Bu yüzden Platon, kişinin dünyadaki gerçek nesnelerle gölgeler ve yansımalar arasında bir ayrım yapabilmesini mümkün kılan bilginin, aslında gerçekten iyi hayatın kendisiyle böyle bir hayatın gölgeleri ve yansımaları arasında bir ayrım yapabilmesi için gereken bilgiyle aynı türden bir bilgi olduğu sonucuna varmıştır. Filozofun tasarladığı ruh anlayışı, akıl, cesaret ve iştah olmak üzere üç parçalı bir yapıya sahiptir; Bunludan özellikle akıl ile iştah karşı eylem ve yönelimleri ifade eder.

Platon ruhun en yüksek ve üstün parçası olan aklı, işte bu noktada bireyin daha büyük veya bütünsel iyiliğini gözetmesi bakımından iştahla karşı karşıya getirir. Gerçekten de onun başlangıçta ruhun ölçüp biçen, hesap yapan enine boyuna düşünen parçası olarak tanımladığı aklın işlevi “daha iyi ya da kötü olanı", bir bütün olarak ruhun iyiliğini gözetmek ve hesaplamaktır. (benzerlik) Bu parçalar dahası, insandaki nefs mücadelesini, ahlaki çabayı temellendirmeye yarar.Buna göre, insanın kendisini bu dünyaya, maddeye yönelten bir parçası olduğu gibi, onu maneviyata, İdealar dünyasını tefekküre yönelten bir parça sı da vardır ve karşıt yönlü bu parçalardan biri baskın çıktığı zaman, ortaya tek yönlü, hayatı sadece bir yönüyle, salt madde ya da mana yönüyle yaşayan insan çıkar.

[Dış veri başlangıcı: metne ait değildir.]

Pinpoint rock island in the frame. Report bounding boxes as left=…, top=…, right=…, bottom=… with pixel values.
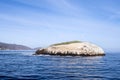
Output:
left=35, top=41, right=105, bottom=56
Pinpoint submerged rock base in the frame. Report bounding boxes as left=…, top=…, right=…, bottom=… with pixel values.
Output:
left=34, top=50, right=105, bottom=56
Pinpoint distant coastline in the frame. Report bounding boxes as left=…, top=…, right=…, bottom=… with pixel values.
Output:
left=0, top=42, right=32, bottom=50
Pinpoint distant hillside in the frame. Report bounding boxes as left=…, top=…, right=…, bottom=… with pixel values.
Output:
left=0, top=42, right=31, bottom=50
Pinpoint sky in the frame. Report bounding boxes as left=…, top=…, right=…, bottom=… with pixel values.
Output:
left=0, top=0, right=120, bottom=51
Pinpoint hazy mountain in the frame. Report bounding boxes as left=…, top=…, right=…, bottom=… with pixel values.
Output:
left=0, top=42, right=31, bottom=50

Yaşlılık Dönemi =Eflatun bu aşamada, önceleri ele aldığı birçok konuyu tekrar gündeme getirerek, bir kez daha incelemiştir. İlgisi daha çok ahlaki (etik) sorunlar ile insanoğlunun mutluluğuna yöneliktir. Yetkin insan yerine, yetkin toplumu tarif etme çabası içersindedir. Yetkin topluma ve dolayısıyla toplumsal mutluluğa erişmenin yolu, ideal devlet düzeni içerisinde yaşamaktır.

Devlet yönetimi ile ilgili olarak en çok üzerinde durduğu konular, dostluk, hitabet ve siyaset sanatlarıdır. Eflatun'a göre sorunlar, ancak felsefe ile çözülebilir. Gerçek dostluk, hikmet sevgisi (eros) ile ruhları tutuşmuş insanların beraberliğinden başka bir şey değildir. İnsanların doğal amaçları olan toplumsal mutluluğu sağlamakla görevli devlet yönetimi sanatı da felsefe olmadan yapılamaz. Nelerin toplumsal mutluluğu yaratabileceğini, felsefeden başka hiç bir şey tarif edemez. "yığınlar hiç bir zaman filozof olmayacaktır“ Dolayısıyla toplumları mutluluğa ulaştırmak, yönetimin bilge kişilere teslim edilmesi ile mümkün olur.

Eflatun'a göre, "başa filozoflar geçmez, ya da baştakiler felsefe yapmazlarsa, insanlığın acıları asla sona ermeyecektir.“ (Farabi- el-Medinetü’l Fazıla)Devleti teşkil eden bireyleri, halk, askerler ve koruyucular. (Siyasette söz sahibi olanlar) Platon'un ideal devletinin yasası, tam bir aristokrasidir, "en iyilerin", yani bilgililerin, erdemlilerin başta bulunmasını isteyen bir devlet biçimidir. Bu devlette kanunların konulması, topluluk hayatının düzenlenmesi işi filozoflara, bilge kişilere verilmiştir.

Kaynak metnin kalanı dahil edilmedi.